The country looks very different than it did 60 years ago, and any new production of “West Side Story” probably should, too. That’s the philosophy of Anne Teresa De Keersmaeker, the choreographer enlisted by theater’s preeminent avant-garde interpreter Ivo van Hove for his revival of the American classic (now running at the Broadway Theatre). De Keersmaeker makes her Broadway debut with this sinister take on the Leonard Bernstein-Arthur Laurents-Stephen Sondheim epic—a feat she acknowledges as going directly “into the lion’s mouth.”
In your words, what does the choreographer do?
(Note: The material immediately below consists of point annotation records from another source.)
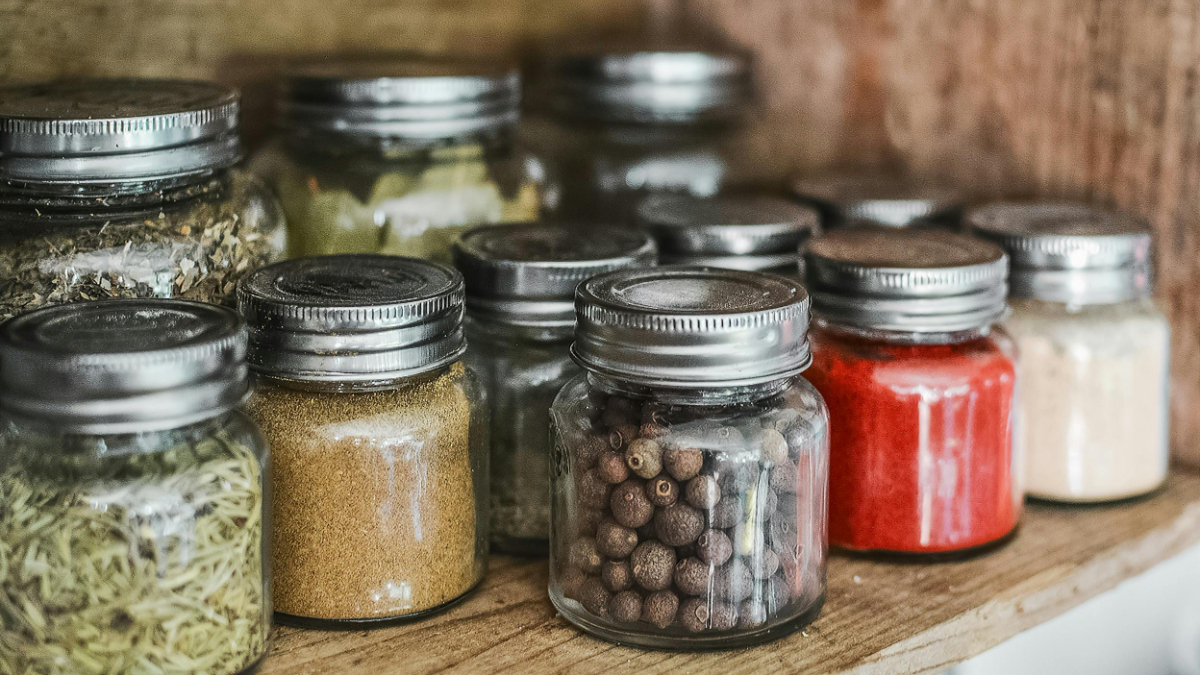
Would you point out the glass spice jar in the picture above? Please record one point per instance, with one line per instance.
(125, 189)
(521, 284)
(690, 461)
(378, 437)
(921, 388)
(395, 155)
(1095, 350)
(621, 125)
(133, 533)
(750, 232)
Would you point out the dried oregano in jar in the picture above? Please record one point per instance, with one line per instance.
(690, 461)
(132, 536)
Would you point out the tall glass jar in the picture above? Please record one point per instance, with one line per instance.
(124, 189)
(521, 284)
(1095, 348)
(922, 388)
(378, 437)
(690, 461)
(133, 532)
(622, 125)
(397, 156)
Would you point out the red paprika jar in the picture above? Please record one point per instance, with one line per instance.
(921, 388)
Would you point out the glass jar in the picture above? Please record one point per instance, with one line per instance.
(378, 437)
(921, 388)
(133, 527)
(689, 466)
(399, 156)
(521, 284)
(124, 189)
(1095, 348)
(751, 232)
(622, 125)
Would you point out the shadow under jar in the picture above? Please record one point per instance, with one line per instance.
(378, 437)
(393, 155)
(689, 463)
(1095, 350)
(921, 388)
(521, 282)
(125, 189)
(133, 533)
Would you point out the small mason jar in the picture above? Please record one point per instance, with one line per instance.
(621, 125)
(132, 493)
(397, 156)
(521, 285)
(378, 437)
(125, 189)
(750, 232)
(1095, 348)
(921, 386)
(689, 466)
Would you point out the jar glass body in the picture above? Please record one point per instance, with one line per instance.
(379, 495)
(714, 532)
(522, 370)
(1095, 398)
(924, 454)
(153, 544)
(347, 193)
(190, 239)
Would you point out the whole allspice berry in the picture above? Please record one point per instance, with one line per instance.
(678, 524)
(629, 503)
(615, 541)
(683, 464)
(660, 608)
(645, 458)
(653, 565)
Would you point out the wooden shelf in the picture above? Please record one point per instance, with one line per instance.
(880, 617)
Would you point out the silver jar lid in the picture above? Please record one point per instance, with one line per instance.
(1069, 252)
(891, 199)
(115, 130)
(526, 274)
(393, 96)
(652, 87)
(123, 366)
(691, 327)
(353, 317)
(906, 280)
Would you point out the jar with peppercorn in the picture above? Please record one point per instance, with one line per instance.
(689, 461)
(921, 384)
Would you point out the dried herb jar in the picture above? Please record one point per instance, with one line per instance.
(378, 437)
(125, 189)
(133, 533)
(521, 284)
(921, 384)
(399, 156)
(690, 461)
(1095, 348)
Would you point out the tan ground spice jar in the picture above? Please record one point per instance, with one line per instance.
(379, 452)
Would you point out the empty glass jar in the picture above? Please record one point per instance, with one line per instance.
(689, 466)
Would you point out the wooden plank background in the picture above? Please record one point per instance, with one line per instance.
(1093, 99)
A choreographer organizes movement in time and in space. I love choreography because it is the most direct [means] of embodied abstraction. I like to work with the body. I do consider myself even more a dancer than a choreographer. Another possible definition is defying gravity. Also, if you go back to ancient Greek mythology, it means “writing the people.” Chore means the chorus, and graphing in Greek means writing, and in the ancient Greek tragedies, the chorus was an objective commenting on what happened to the main characters.
How did you first start choreographing?
From the beginning, like a lot of little girls, I wanted to put on a dress and turn. I would turn in front of the mirror, and then very soon after, I knew that I wanted to make my own work—I wanted to find my own movements, my own grammar, my own language. So I decided, by the time I was 16, [that] I wanted to become a choreographer and do my own work.
How was it that you came to work on “West Side Story”?
Ivo asked if I would be interested in doing it. I’d wanted to work with Ivo for a very long time and we hadn’t found the right project. I had been hesitating a lot. But I think because of the material, the music of Bernstein—I have an enormous admiration for Leonard Bernstein, but also for Sondheim and Arthur Laurents, and of course the work of Jerome Robbins [director and choreographer of the original stage production and co-director of the 1961 film]. The fact that it is also a story based on Shakespeare, it seemed like an ideal combination. I was reluctant to work in such a big structure, but if I was going to do a musical, I might as well do this one. It’s not just an American classic, but maybe the American classic. I knew that I was going into the lion’s mouth, and that I had the risk of being roasted.
How different has this experience choreographing a huge Broadway musical been from your previous choreography work?
Very different, because it’s a scale difference. I had to sharpen my pencil, basically. There is a certain codified language, which I had to learn. Also, doing a [play] is different from doing a Broadway musical, where so many people are involved. The largest pieces I’ve done were with 16, 17 people. Here, every night you have 40, 45 people onstage. That’s a huge difference. I’ve done opera before, but here, the big challenge was how can you make dance, theater, and music fuse together and serve the story? Tell the story, that was the main [objective]. All the movement had to relate to that expression, through a certain emotional logic or through dramatic consequences, which was challenging.
Were you conscious of paying homage to the classic “West Side Story” movement while still creating something new?
Proportion-wise, the main thing was to create something new. This was an exceptional occasion, because it was the first time we got permission from the Jerome Robbins estate to write new choreography. The music doesn’t change, the text doesn’t change. With all the respect and admiration I had for Robbins—without denying that, how do you make a genuinely authentic new reading for the 21st century? The world has changed from 60 years ago, but the stories that are told in Shakespeare are stories of love and death, and tension fields between the community and individuals, about race exclusion, about immigration, about integration, about violence, about friendship. They are timeless, but at the same time you want to give them an articulation and a readability that is genuinely us today in a changed world. And I think the bodies of people are the same but also different; people move in a different way than they did 60 years ago. Also in social dancing, Jerome Robbins was going for Latino dancing; for the mambo, he asked people to assist him to create a real Latino movement. Today, you have hip-hop dancing, house dancing, and that somehow had to be present.
Do you have ways to make actors who aren’t “dancers” more comfortable with movement?
Yes. We were lucky that we had exceptionally good performers in the role of Tony [Isaac Powell] and Maria [Shereen Pimentel]. They’re not really dancers, but they are extremely gifted. It was such an inspiring experience. It was making sure that in certain scenes, to get the story told, we would speak about the choreography: How does it tell the story, and also in the acting scenes, how we should choreograph those purely theatrical scenes. We all had to come out of our comfort zones—and it was not a cozy, comfortable zone [to work in].
What advice would you offer to aspiring choreographers?
First of all, train very well as a dancer yourself, so that you know the mechanics. The starting point is your own body in all its different aspects: mechanically, sensuously, socially. And then also, I have learned a lot from composers from different centuries, how they organize movements around time and space. I really consider music to be my first partner, and I know that in modern dance and post-modern dance, there has very often been a tie that exists in the history of mankind: People dance to music.